Kyburg prescribes a simple (weighted?) count of the number of sentences (how to individuate sentences, probably infinite!) produced at your working acceptance level based on (1) what can be accepted as highly probable observation, and (2) deduction from those sentences and the meaning postulated, your working theory, under (3) the sad truth that a lot of those deductions create contradictions, hence contractions of the corpus, and concomitant high error rates for observation.  

This works whether you are talking about mass at low speed, preferences for classical music composers, or your putative ability to see a fastball from its rotation.  

This is a beautiful epistemology.  It beats coherentism vs foundationalism, and it finds a place for most of the good ideas people have had over the years in the short history of philosophy of science.

So the secret is to measure your rates of error produced by best-attempt observations under the current meaning postulates (aka language plus scientific theory, in a Quinean philosophical school where that is a natural way of looking at things!).  

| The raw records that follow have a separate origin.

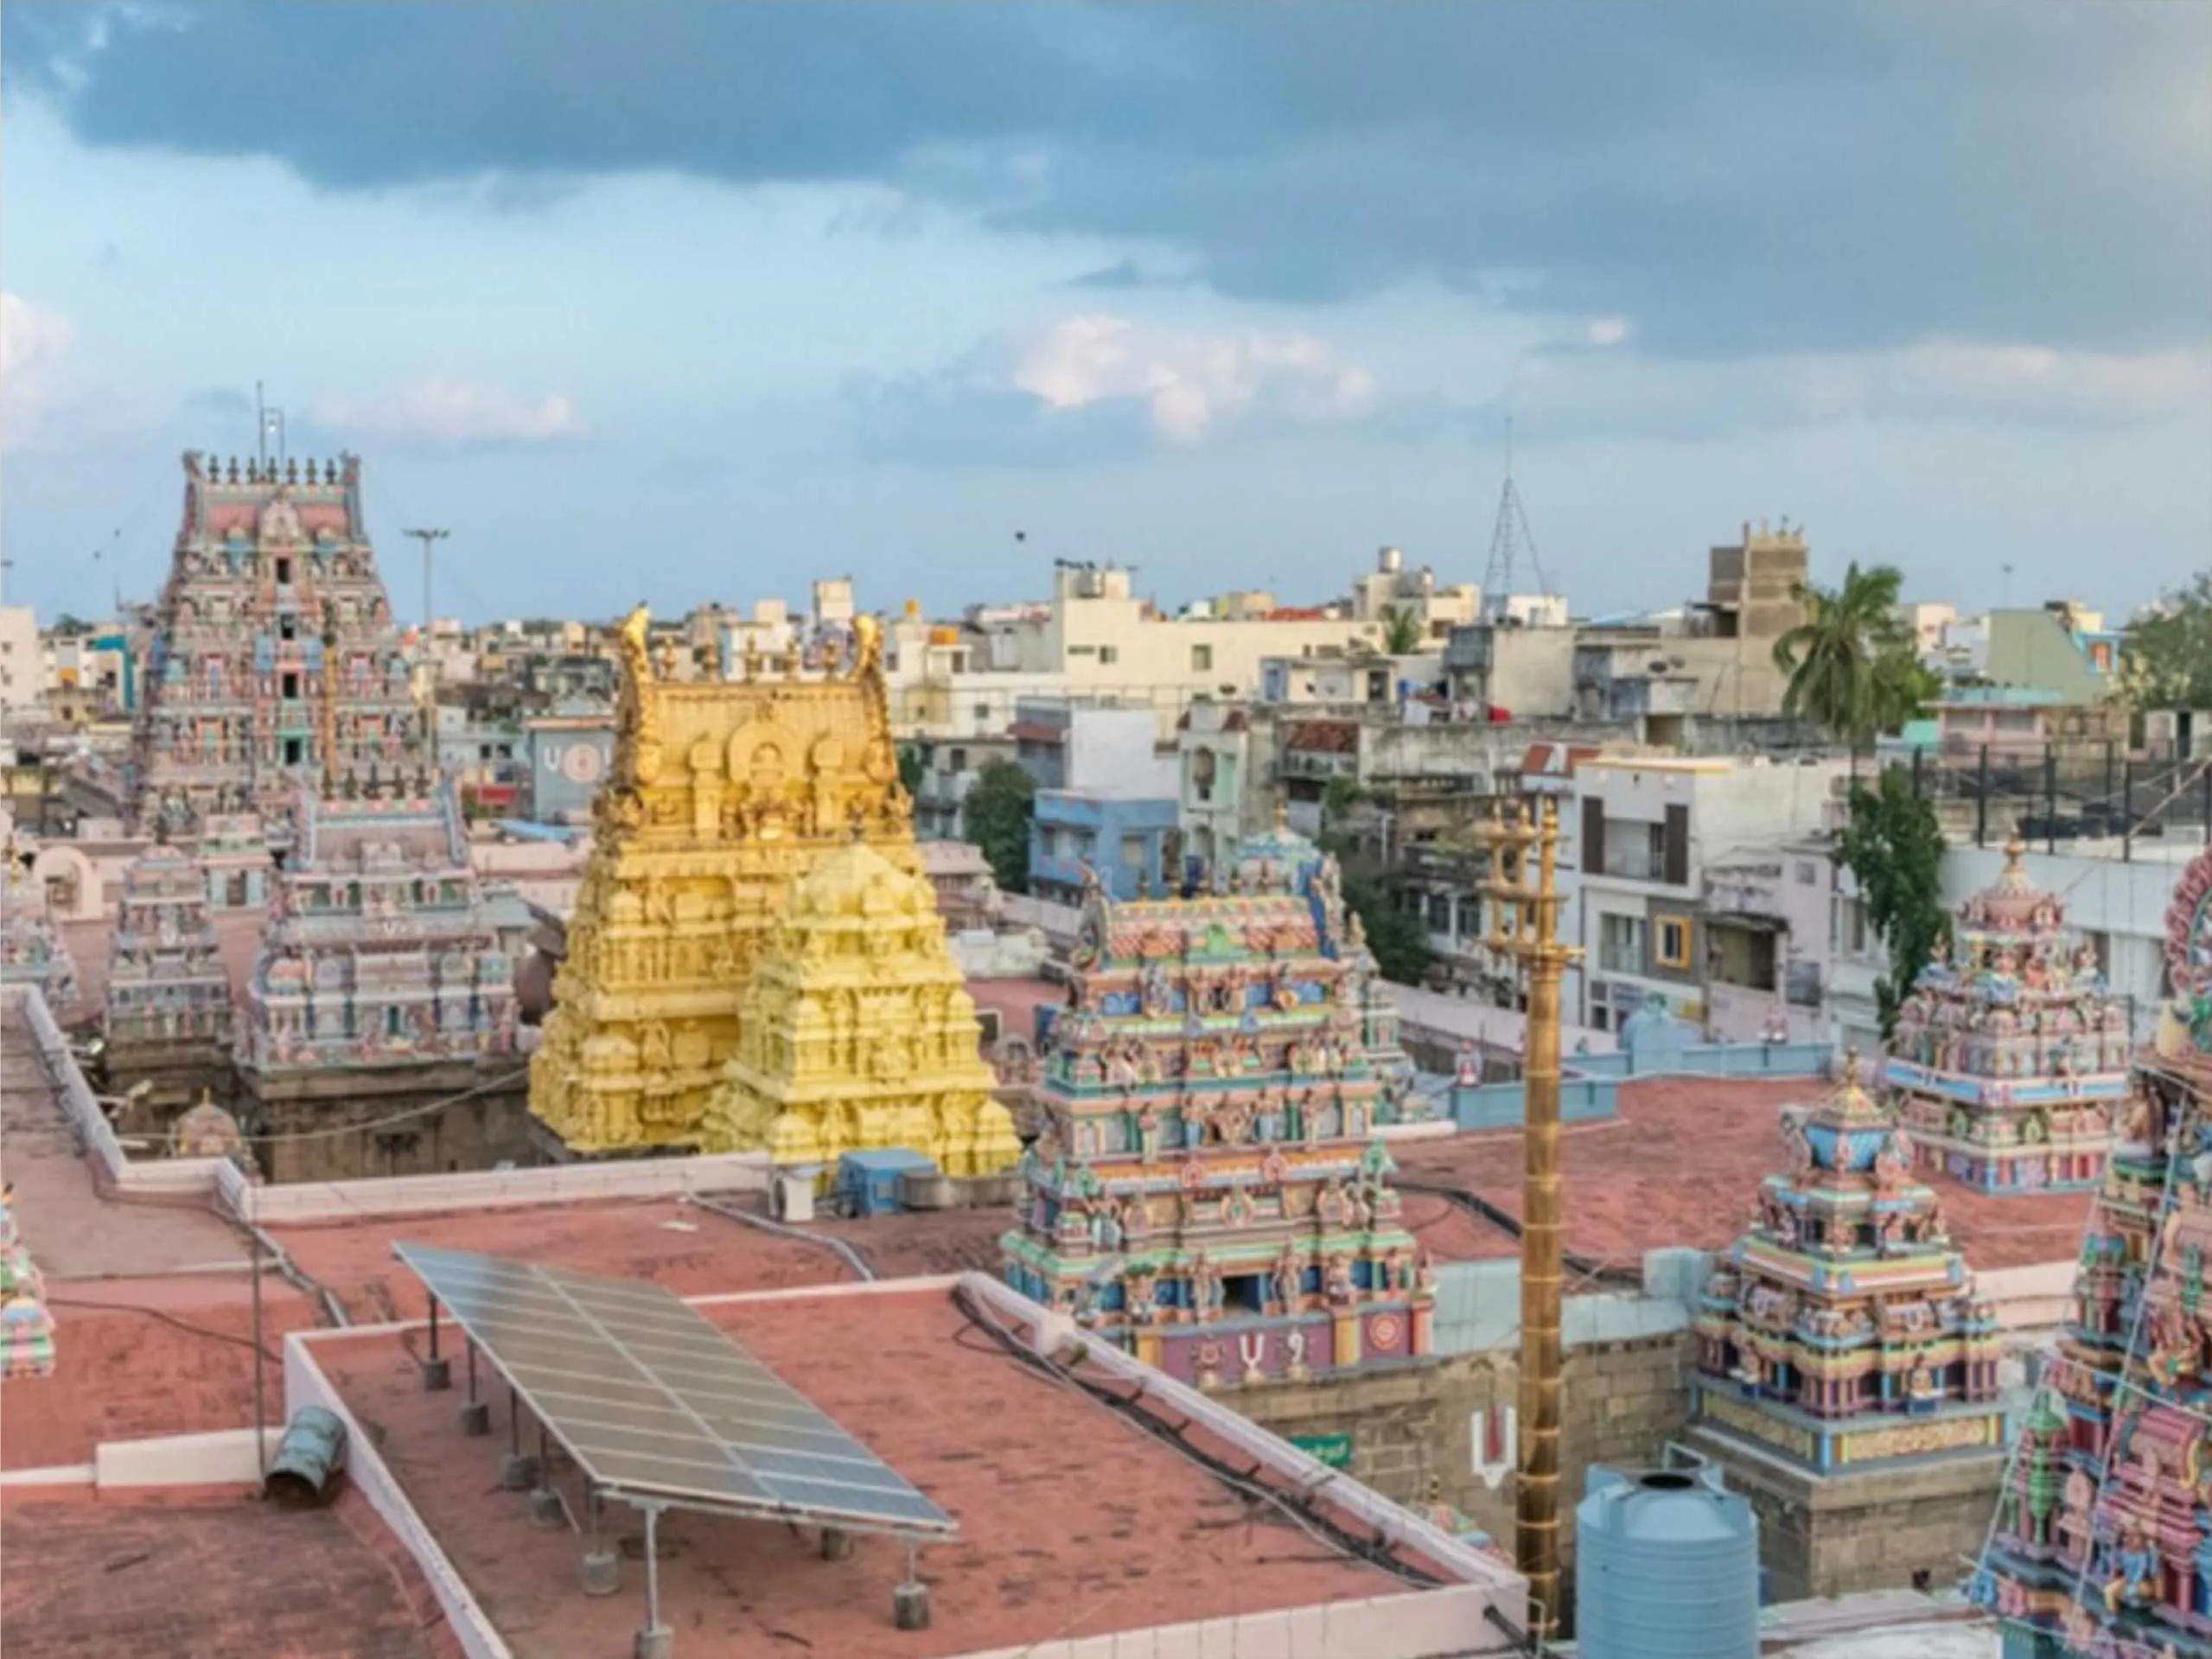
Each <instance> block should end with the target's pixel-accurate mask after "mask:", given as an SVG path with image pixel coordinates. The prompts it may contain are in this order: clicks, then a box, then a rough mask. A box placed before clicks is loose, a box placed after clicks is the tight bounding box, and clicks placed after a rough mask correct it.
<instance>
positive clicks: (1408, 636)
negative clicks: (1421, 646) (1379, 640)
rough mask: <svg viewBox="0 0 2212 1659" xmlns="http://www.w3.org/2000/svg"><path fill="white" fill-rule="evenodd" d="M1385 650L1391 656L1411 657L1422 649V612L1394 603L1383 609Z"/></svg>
mask: <svg viewBox="0 0 2212 1659" xmlns="http://www.w3.org/2000/svg"><path fill="white" fill-rule="evenodd" d="M1383 650H1385V655H1389V657H1411V655H1413V653H1416V650H1420V613H1418V611H1413V608H1411V606H1402V604H1394V606H1389V608H1385V611H1383Z"/></svg>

You try, but you just cannot make transitivity of preference work for yourself.  So you doubt your ability to have a preference.  Or you timestamp preferences, which change at rates that violate your expectation of persistence.  At some point, this is frustrating, or non-informative (you over-fit, putting a timestamp on every report, and allowing it to change quickly in order to avoid contrary reports).  

You cannot abide this, so you decide to throw away the transivity.  

This costs you inferences (deductions from the meanings of the language), but at least now you can trust your observations.  At some imperfect level of certainty, .95, this tradeoff is constantly managed the best you can.  

This is the story of rational belief.  Error and predictive power keep struggling, at a working level of precision, and probability based on reference classes of sampling data fills in the story.

Hank thought he wanted to be a political philosopher or social philosopher and got distracted by science and epistemology.  

But I always drew the next step.  

What kinds of discrimination are rational, and what is irrational.  I liked to say if you drive a sketchy car through Clayton after hours, someone is going to inductively infer on the basis of past observation that you might be a problem.  (Happened to me one night!)

But if you shift your reference class, wearing a tie while driving, an obvious subclass defeater, the inference must be defeated by the more specific reference class.  

It is incumbent on observers in a just society to put you in the correct reference class, using all the evidence, especially including those features that are public and shift the propensities.  

If the observer insists on using a general class without the nuance of the conflicting subclass with different propensity, that observer is immoral.  Sociopathic as well as a poor scientist and epistemologist.  Irrational, biased, and probably racist.  

Also, make sure the stats in each class are representative and not biased!  A reference class view of inference from data will set you free.